Les défis de la voiture électrique en Europe : une analyse par Stellantis

Le 15 janvier 2026, lors d’une interview avec le journal Les Échos, Emanuele Cappellano, directeur des opérations Europe de Stellantis, a exprimé des préoccupations sérieuses concernant la voiture électrique. Alors que les normes européennes poussent à l’électrification des gammes de véhicules, le dirigeant met en garde contre un écart croissant entre les objectifs réglementaires et la réalité sur le terrain, dans un marché automobile européen en perte de vitesse.
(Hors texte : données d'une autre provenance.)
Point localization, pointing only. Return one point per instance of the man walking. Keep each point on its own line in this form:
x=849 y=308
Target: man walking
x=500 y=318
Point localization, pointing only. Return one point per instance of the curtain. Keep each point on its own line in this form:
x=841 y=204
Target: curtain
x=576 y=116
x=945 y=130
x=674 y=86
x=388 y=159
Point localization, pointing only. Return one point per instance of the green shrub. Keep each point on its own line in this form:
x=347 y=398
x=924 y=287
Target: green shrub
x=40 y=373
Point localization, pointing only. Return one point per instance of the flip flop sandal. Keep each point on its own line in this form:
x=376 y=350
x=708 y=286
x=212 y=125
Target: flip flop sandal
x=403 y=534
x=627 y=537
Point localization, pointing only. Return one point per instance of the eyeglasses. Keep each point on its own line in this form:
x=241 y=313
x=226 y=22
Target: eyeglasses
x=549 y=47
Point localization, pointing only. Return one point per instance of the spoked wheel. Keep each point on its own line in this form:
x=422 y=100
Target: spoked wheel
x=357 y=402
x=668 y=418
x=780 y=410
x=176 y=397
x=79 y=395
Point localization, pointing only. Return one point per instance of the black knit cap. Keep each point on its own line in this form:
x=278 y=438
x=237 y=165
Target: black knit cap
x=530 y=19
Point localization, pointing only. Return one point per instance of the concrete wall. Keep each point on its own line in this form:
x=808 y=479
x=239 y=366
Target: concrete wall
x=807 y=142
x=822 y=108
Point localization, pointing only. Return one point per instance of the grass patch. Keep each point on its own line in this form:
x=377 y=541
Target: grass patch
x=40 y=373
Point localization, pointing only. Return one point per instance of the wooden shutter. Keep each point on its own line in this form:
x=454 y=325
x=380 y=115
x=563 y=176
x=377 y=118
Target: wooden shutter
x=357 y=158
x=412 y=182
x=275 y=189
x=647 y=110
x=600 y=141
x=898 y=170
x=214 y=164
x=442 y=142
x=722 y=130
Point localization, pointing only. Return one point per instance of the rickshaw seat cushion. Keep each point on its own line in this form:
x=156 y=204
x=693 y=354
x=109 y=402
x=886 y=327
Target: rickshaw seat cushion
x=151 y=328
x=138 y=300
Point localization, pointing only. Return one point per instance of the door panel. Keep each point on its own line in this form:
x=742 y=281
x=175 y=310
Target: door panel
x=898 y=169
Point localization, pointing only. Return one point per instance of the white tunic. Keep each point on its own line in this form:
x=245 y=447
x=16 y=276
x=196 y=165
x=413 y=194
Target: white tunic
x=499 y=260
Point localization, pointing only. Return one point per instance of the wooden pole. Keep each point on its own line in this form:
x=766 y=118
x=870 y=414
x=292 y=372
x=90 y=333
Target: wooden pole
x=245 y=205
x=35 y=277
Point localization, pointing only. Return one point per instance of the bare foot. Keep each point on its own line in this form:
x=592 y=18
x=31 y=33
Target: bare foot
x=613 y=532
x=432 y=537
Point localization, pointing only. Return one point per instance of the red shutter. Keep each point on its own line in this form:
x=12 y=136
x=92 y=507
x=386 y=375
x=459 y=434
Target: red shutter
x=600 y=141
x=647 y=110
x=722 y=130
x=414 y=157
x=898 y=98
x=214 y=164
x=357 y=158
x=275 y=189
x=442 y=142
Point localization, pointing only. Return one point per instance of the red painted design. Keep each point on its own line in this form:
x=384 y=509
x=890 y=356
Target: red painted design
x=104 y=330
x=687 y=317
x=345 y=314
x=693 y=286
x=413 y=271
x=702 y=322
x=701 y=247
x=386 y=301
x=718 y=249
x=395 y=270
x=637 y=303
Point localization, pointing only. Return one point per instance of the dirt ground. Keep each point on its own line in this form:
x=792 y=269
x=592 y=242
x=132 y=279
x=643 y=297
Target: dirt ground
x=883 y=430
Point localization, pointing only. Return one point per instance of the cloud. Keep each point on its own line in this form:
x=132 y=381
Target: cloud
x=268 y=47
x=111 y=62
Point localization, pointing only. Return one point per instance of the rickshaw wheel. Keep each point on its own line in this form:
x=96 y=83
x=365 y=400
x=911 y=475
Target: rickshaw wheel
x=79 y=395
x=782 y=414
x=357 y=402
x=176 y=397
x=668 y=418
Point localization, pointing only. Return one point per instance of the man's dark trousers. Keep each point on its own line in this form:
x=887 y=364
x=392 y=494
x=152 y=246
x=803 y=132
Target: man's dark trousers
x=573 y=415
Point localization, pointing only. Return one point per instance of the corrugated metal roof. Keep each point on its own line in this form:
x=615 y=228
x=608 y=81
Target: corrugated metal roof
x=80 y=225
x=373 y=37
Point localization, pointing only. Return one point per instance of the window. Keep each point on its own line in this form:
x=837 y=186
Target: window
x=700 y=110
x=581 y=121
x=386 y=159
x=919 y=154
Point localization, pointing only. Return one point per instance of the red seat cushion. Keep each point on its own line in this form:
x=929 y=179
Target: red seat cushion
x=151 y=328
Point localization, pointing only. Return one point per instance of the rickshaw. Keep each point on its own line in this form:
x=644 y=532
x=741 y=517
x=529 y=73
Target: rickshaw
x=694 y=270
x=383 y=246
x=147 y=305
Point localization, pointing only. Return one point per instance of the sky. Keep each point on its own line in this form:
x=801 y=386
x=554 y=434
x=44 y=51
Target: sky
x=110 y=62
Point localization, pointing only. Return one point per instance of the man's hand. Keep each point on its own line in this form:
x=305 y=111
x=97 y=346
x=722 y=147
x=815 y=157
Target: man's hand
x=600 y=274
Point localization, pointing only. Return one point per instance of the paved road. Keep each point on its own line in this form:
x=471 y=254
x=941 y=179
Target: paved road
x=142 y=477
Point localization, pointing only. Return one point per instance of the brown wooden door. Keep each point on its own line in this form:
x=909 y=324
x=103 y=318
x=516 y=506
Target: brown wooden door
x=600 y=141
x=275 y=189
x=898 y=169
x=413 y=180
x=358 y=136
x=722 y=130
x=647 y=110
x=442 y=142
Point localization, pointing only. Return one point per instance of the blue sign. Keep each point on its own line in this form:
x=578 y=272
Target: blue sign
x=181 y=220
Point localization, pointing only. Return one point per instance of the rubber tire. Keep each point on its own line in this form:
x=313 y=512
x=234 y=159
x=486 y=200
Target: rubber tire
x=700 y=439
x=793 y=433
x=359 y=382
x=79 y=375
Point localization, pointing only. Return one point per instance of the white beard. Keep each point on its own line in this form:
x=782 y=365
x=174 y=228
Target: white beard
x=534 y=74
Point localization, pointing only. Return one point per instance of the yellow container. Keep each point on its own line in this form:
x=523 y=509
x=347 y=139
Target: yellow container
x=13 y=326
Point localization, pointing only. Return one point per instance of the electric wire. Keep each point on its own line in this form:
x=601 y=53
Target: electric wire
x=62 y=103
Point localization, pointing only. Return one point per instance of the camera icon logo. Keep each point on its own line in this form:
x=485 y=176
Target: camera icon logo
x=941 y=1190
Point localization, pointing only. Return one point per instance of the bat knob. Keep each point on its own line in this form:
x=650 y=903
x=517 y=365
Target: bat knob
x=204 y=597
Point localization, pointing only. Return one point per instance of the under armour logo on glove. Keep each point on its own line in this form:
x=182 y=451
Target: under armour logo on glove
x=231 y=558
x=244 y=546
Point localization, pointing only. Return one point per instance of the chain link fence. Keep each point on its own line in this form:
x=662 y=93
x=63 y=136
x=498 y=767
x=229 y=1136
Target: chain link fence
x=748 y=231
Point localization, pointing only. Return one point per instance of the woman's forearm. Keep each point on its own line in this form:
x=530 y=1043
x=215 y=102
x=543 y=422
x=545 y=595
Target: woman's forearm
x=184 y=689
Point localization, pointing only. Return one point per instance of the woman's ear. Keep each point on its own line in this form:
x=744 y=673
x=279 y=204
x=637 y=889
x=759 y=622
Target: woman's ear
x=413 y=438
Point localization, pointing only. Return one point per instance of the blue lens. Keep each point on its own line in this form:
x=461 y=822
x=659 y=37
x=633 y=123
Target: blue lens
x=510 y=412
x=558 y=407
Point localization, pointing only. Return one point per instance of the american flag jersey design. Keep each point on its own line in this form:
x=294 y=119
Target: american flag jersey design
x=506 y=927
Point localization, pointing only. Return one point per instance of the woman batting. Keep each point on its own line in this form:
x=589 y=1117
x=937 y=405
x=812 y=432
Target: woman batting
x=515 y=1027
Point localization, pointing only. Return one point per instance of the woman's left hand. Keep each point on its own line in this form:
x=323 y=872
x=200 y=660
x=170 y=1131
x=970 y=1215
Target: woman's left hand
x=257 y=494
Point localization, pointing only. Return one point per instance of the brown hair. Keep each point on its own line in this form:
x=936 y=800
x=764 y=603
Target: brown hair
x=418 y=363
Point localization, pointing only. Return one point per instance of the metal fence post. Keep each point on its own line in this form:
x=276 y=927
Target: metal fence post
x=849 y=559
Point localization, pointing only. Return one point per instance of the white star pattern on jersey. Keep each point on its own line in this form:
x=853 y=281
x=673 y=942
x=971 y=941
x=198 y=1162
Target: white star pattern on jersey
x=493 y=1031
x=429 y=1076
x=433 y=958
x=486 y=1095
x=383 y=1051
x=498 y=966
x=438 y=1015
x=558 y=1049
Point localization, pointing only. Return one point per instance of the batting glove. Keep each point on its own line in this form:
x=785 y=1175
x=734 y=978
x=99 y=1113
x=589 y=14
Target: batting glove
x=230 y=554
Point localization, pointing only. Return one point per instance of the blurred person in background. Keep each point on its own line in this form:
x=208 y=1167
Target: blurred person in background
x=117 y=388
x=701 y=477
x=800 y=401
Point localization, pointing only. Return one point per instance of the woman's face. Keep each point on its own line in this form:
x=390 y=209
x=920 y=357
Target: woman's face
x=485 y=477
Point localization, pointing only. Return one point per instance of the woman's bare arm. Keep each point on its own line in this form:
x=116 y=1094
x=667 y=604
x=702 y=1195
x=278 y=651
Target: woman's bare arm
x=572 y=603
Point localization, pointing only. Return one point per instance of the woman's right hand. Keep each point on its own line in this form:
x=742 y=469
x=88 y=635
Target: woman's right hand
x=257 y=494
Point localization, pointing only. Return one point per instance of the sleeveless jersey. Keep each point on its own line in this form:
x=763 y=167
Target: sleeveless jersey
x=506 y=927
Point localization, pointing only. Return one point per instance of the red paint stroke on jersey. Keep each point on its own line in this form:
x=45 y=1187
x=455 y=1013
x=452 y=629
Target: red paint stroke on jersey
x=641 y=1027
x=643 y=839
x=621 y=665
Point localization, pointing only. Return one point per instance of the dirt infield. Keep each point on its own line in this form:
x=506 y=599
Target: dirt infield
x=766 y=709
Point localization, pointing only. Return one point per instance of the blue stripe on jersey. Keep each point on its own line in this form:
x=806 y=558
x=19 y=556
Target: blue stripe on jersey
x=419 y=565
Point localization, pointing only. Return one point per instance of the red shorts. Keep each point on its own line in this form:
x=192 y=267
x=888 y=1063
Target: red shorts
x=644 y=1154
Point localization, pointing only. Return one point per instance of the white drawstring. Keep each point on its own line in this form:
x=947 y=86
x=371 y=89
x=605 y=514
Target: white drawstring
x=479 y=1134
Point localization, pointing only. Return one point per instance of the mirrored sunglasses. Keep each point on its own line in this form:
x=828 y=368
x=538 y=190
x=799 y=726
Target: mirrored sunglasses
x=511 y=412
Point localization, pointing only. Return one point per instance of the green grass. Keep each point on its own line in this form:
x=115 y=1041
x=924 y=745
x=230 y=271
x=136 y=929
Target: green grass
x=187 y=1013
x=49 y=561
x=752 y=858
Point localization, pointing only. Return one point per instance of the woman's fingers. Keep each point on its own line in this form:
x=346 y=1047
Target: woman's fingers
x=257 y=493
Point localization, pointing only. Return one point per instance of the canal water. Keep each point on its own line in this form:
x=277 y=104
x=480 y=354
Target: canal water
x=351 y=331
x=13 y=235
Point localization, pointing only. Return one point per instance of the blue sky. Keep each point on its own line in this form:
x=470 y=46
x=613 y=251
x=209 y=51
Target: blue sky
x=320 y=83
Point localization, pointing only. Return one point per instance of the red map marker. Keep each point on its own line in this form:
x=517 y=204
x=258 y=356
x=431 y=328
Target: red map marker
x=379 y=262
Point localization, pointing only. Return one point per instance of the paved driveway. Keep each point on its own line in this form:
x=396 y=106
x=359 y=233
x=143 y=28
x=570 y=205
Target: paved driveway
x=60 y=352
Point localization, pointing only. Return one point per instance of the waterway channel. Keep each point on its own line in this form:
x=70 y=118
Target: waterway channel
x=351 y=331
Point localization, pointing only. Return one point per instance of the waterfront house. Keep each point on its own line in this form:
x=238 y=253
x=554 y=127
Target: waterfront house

Une demande artificielle pour la voiture électrique

Selon Emanuele Cappellano, la voiture électrique ne bénéficie pas encore d’une demande naturelle suffisante. Il a déclaré aux Les Échos le 15 janvier 2026 qu’il n’y a pas de demande spontanée pour les véhicules électriques. En d’autres termes, les ventes dépendent largement des incitations publiques ou des politiques de prix agressives des constructeurs. Lorsque ces incitations disparaissent, la demande chute brusquement, mettant en lumière la fragilité du marché.

En parallèle, la pression réglementaire se renforce. Les constructeurs sont tenus d’augmenter la part de voitures électriques dans leurs ventes, sous peine de sanctions financières. Selon le directeur de Stellantis Europe, cela crée un dilemme : « soit je paie une amende, soit je perds de l’argent en vendant des véhicules neufs », a-t-il expliqué aux Les Échos. Cette situation impacte directement la rentabilité des gammes, d’autant plus que le marché européen a déjà perdu environ trois millions de véhicules par rapport à ses niveaux précédents.

Défis industriels : batteries, Chine et compétitivité en Europe

La principale faiblesse de la voiture électrique européenne réside dans les batteries. Selon Emanuele Cappellano, l’Europe ne dispose pas actuellement des capacités industrielles nécessaires pour produire des batteries compétitives à grande échelle. Imposer une production locale immédiate pose donc un défi majeur, faute d’une chaîne d’approvisionnement pleinement opérationnelle. À court terme, cela ne ferait qu’augmenter les coûts de production.

Face à cette situation, l’écart de coût entre un véhicule produit en Chine et en Europe est d’environ 30 %, selon le directeur de Stellantis Europe. Cela est dû à la maîtrise asiatique des batteries, de l’électronique et des matières premières. À cela s’ajoutent des coûts énergétiques et réglementaires plus élevés en Europe, réduisant la compétitivité des sites de production locaux.

Cette fragilité est confirmée par l’avancement des projets de batteries en Europe. Une analyse récente de Reuters indique que plusieurs gigafactories européennes ont été ralenties ou réduites en raison de coûts élevés et d’une rentabilité incertaine. Dans ces conditions, même une augmentation progressive de la production locale ne suffira pas à combler rapidement le retard accumulé.

Pour l’industrie automobile européenne, le défi va au-delà de la transition énergétique. Sans ajustements rapides au niveau réglementaire et industriel, le continent risque de perdre durablement sa base de production, son expertise et ses emplois. La voiture électrique, censée symboliser l’avenir du secteur, pourrait devenir le signe d’un affaiblissement structurel de l’industrie automobile européenne. L’incertitude quant au calendrier de montée en puissance des capacités européennes complique les décisions d’investissement des constructeurs, face à un décalage entre contraintes immédiates et solutions à plus long terme.